I don’t normally use MOTO for simple linking, but for those who have not seen this Interview with Professor Ronald Hutton on the excellent Necropolis Now  blog, you really should scoot on over and have a read. I first bumped into the the blog’s author, Caroline Tully back in the early 90s as part of the consolidating Pagan/Magical community in Australia. Even back then she was a cut above most of the writers on the subject, and she displays admirable and deft interviewing skill in this post, keeping the subject on track with perceptive questioning. Caroline’s various articles are always worth reading and she is ‘one to watch’ for future publications 🙂

Anyway, the full interview is here: Excerpt below 🙂

If modern Pagan witches do not represent a continuation of a religion that survived the Witch Hunts and can be traced back to the pre-Christian era, then what is our lineage?

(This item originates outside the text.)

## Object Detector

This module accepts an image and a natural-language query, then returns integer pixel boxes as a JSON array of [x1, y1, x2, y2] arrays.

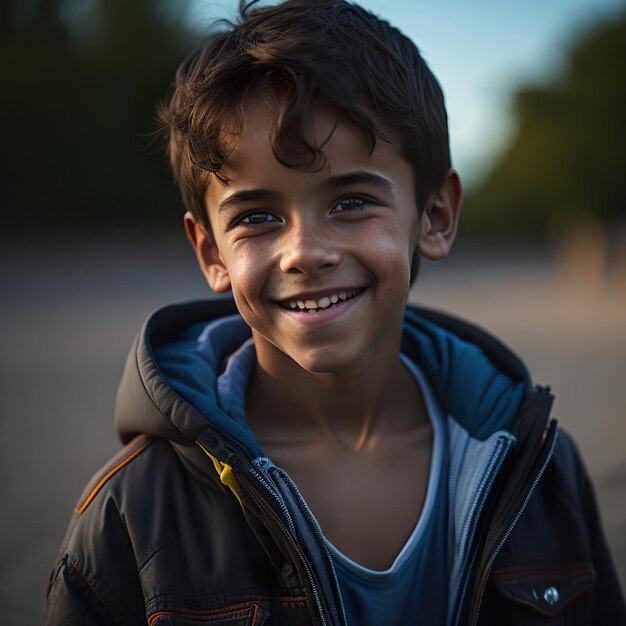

Most notably in a chapter in a collection entitled Paganism Today, published in 1996, I have taken direct issue with the view generally held by academics that there were no links between ancient and modern paganism at all. In reply I identified no less than four cultural streams which connected the two: ritual magic, cunning craft, folk rites, and (above all) the persistent love affair of Christian culture with the art and literature of the ancient world. All these streams of images and ideas were, certainly, maintained between the early medieval and modern periods by people who were at least nominally Christian, but none the less they were preserved. The great development of the modern age was for them to be filtered back out of general Christian culture and recombined with an active allegiance to pagan deities to produce a revived and viable set of Pagan religions. This essay in Paganism Today was my manifesto for Triumph of the Moon and intended to be read in conjunction with it, which in Britain it certainly often was. Abroad, however, the essay tended to be unknown and the book read outside of its vital context.